BACKGROUND INFORMATION:
Public Act 123 of 2001 amended Public Act 105 of 1855 to provide a $5 million zero- interest loan of state surplus funds to Michigan Sugar Beet Growers, Inc.—a grower-owned cooperative—for the purchase of Michigan Sugar Company, then a subsidiary of Texas-based Imperial Sugar, which had filed for bankruptcy. The $63.5 million sale was finalized in February 2002.
Public Act 342 of 2004 (Senate Bill 1349) subsequently amended Public Act 105 to require the state treasurer, as part of a modification of the loan, to subordinate the state's interest in the loan to the primary loan of the cooperative. The modification authorized by Public Act 342 helped the Michigan Sugar Company to purchase Monitor Sugar (located in Monitor Township, Bay County) from its parent company, Illova Sugar Ltd. of South Africa. The purchase of Monitor Sugar, completed in October 2004 for about $40 million, combined the sugar beet growers of Michigan Sugar Company and Monitor Sugar into one larger cooperative operating under the name Michigan Sugar Company, with about 1,300 grower-members, 450 permanent employees and 1,750 seasonal workers. The company, headquartered in Saginaw Township, operates processing facilities in Bay City (Monitor Township), Caro, Sebewaing, and Croswell. The company produces nearly one billion pounds of sugar annually marketed under the Pioneer and Big Chief brand names.
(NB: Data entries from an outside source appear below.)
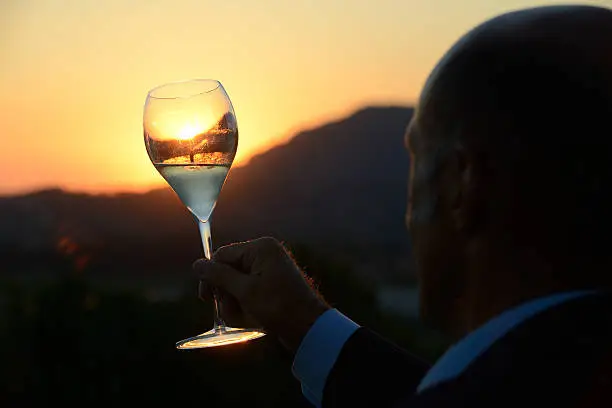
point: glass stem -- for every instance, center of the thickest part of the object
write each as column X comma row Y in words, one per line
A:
column 219, row 325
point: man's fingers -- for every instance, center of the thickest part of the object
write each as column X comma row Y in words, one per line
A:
column 242, row 255
column 221, row 276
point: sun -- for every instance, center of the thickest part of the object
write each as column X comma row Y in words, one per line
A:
column 188, row 131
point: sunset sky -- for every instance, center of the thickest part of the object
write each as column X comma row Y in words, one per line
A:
column 74, row 73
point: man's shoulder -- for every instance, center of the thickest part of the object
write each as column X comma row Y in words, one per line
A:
column 554, row 357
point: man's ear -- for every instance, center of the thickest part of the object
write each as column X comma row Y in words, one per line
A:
column 464, row 189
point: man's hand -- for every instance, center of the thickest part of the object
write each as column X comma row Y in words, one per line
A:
column 265, row 287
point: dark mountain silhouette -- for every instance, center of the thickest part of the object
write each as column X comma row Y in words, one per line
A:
column 342, row 185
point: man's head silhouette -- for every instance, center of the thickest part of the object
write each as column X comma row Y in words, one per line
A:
column 511, row 181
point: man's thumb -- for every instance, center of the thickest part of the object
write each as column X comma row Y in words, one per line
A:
column 221, row 276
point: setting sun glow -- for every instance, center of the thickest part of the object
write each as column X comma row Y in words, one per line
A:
column 189, row 131
column 75, row 74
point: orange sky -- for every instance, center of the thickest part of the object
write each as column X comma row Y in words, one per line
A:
column 74, row 73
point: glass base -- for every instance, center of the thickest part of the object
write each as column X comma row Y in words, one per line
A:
column 220, row 336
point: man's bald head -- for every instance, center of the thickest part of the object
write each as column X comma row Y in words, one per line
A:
column 513, row 146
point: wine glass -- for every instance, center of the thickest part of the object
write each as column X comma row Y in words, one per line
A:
column 191, row 135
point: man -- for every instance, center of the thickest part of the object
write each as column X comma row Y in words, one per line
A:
column 509, row 215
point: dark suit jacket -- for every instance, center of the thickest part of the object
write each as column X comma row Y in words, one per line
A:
column 560, row 358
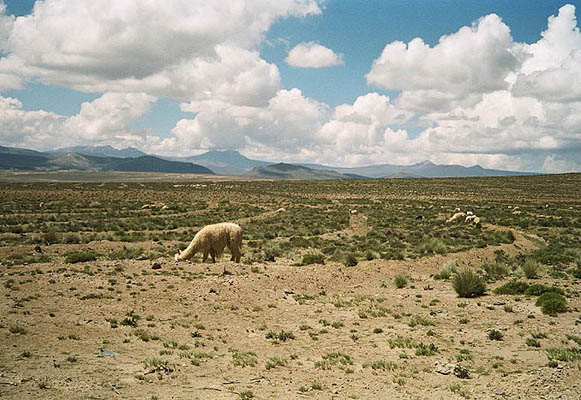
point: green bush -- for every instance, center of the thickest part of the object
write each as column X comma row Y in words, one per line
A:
column 447, row 270
column 538, row 289
column 576, row 273
column 552, row 303
column 468, row 283
column 495, row 271
column 400, row 281
column 79, row 256
column 312, row 258
column 350, row 260
column 513, row 287
column 531, row 269
column 433, row 245
column 50, row 237
column 495, row 335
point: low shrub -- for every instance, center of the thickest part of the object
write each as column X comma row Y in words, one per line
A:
column 468, row 283
column 495, row 335
column 79, row 256
column 552, row 303
column 513, row 287
column 312, row 258
column 447, row 270
column 495, row 271
column 538, row 289
column 350, row 260
column 400, row 281
column 531, row 269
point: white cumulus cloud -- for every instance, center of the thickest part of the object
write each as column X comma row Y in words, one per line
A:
column 185, row 48
column 107, row 119
column 313, row 55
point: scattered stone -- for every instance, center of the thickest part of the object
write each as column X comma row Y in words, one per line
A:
column 452, row 369
column 107, row 353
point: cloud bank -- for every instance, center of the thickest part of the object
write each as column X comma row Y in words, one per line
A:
column 476, row 96
column 313, row 55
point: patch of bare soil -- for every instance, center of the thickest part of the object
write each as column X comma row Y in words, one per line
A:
column 157, row 329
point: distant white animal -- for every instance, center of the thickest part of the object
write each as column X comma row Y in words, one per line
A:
column 456, row 217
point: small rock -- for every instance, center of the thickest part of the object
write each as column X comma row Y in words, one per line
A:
column 107, row 353
column 461, row 372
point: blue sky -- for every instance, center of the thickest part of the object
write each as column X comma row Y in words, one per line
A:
column 341, row 82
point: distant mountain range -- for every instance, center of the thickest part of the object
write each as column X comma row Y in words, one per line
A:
column 424, row 169
column 107, row 158
column 102, row 151
column 227, row 162
column 292, row 171
column 24, row 159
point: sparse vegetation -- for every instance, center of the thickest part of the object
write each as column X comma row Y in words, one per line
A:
column 468, row 283
column 552, row 303
column 198, row 319
column 400, row 281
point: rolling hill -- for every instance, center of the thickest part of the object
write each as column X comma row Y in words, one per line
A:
column 291, row 171
column 23, row 159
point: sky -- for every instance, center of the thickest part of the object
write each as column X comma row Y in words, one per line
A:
column 338, row 82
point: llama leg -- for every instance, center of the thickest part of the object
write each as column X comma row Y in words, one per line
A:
column 235, row 254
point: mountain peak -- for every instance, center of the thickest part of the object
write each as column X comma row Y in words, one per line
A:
column 425, row 163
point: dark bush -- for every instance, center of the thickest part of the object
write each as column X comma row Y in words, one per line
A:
column 552, row 303
column 514, row 287
column 538, row 289
column 313, row 258
column 79, row 256
column 468, row 283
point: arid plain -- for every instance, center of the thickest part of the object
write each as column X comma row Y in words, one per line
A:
column 346, row 289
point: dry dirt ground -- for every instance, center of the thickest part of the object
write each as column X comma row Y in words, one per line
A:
column 146, row 327
column 209, row 331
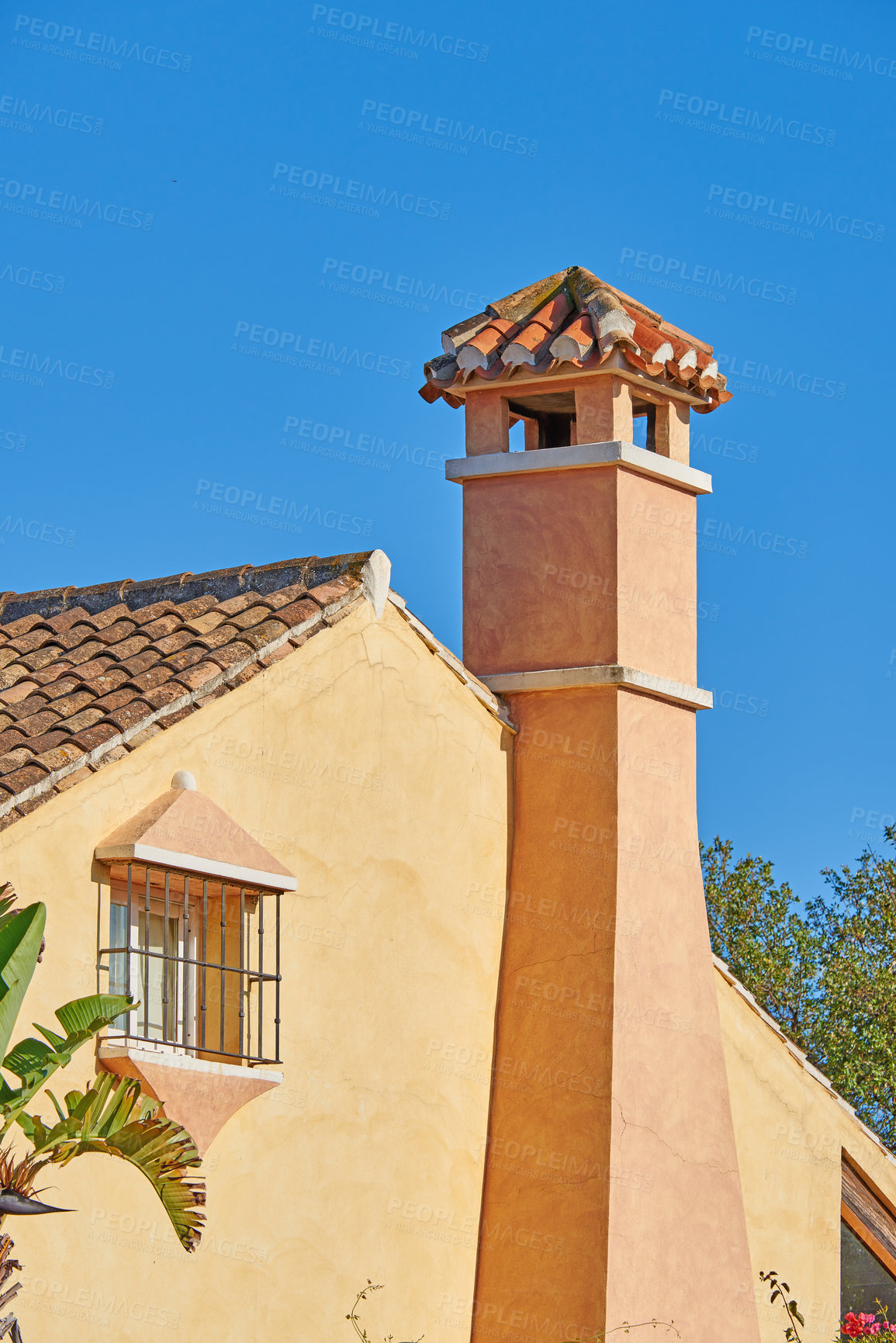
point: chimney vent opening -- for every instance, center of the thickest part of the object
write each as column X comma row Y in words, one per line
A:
column 644, row 426
column 551, row 417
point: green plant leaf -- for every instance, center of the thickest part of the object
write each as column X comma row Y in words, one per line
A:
column 84, row 1013
column 20, row 938
column 115, row 1119
column 34, row 1061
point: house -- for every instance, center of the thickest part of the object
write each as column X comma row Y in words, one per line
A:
column 420, row 943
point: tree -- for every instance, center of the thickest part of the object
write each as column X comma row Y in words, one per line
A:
column 109, row 1116
column 826, row 975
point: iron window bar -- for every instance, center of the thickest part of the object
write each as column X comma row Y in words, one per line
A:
column 161, row 950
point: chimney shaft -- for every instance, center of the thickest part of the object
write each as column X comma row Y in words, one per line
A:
column 611, row 1186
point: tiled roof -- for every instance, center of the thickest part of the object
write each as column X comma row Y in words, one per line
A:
column 569, row 321
column 88, row 674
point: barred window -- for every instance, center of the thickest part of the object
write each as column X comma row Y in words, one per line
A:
column 202, row 959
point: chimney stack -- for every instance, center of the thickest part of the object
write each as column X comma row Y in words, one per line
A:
column 611, row 1188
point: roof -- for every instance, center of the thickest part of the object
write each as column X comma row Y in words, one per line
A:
column 798, row 1056
column 570, row 321
column 185, row 829
column 88, row 674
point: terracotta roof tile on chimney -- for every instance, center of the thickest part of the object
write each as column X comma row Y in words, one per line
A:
column 569, row 317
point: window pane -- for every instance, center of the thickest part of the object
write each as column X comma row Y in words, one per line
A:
column 863, row 1279
column 119, row 961
column 159, row 978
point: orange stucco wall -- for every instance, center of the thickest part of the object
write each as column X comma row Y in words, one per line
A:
column 579, row 567
column 611, row 1128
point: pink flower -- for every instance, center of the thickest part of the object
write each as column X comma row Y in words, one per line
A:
column 864, row 1326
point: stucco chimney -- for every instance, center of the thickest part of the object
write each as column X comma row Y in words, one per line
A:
column 611, row 1186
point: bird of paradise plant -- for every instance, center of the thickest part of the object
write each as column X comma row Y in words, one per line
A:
column 110, row 1116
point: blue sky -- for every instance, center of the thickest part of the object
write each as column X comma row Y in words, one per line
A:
column 265, row 180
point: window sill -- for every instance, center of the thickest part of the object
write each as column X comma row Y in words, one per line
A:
column 199, row 1095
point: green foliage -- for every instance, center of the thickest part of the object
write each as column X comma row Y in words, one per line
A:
column 20, row 940
column 791, row 1310
column 110, row 1116
column 34, row 1061
column 113, row 1118
column 756, row 928
column 855, row 1037
column 826, row 975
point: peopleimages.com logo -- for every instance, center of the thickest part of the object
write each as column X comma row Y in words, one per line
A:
column 25, row 198
column 446, row 126
column 745, row 119
column 711, row 275
column 368, row 26
column 43, row 113
column 95, row 44
column 828, row 53
column 280, row 345
column 360, row 198
column 790, row 216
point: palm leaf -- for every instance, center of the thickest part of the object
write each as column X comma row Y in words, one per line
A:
column 34, row 1061
column 20, row 938
column 113, row 1118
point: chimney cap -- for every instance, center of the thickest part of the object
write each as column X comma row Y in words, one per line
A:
column 570, row 321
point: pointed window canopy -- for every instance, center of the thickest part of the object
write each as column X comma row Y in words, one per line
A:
column 185, row 829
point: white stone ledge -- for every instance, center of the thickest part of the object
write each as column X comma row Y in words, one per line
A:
column 629, row 679
column 578, row 455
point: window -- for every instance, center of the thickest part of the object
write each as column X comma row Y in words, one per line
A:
column 202, row 959
column 867, row 1249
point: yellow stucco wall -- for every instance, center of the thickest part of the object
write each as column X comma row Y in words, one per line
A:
column 790, row 1133
column 379, row 779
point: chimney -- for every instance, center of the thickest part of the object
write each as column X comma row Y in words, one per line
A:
column 611, row 1189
There were several previous legislative efforts to either forgive or extend the repayment period of this loan in the 2005-2006 legislative session. As introduced, House Bill 4558 would have forgiven the $5 million loan. That bill was later amended to require annual $500,000 installment payments of the loan until it was repaid (effectively extending the term of the loan), instead of forgiveness. House Bill 4558, as amended, passed the House but died in the Senate. Other legislative proposals concerning this loan in the last legislative session were Senate Bill 285 of 2005 and House Bill 4462, identical bills that would have extended the repayment period of the loan. House Bill 1391 of 2006, identical to the current bill, likewise would have extended the term of the loan to ten years.
In the current 2007-2008 session, this bill and House Bill 4108 (sponsored by Rep. Jeff Mayes) contained identical language as introduced. The Senate substitute for SB 14 adds language providing for immediate repayment upon default.
Legislative Analyst: Shannan Kane
Fiscal Analyst: Mark Wolf
■ This analysis was prepared by nonpartisan House staff for use by House members in their deliberations, and does not constitute an official statement of legislative intent.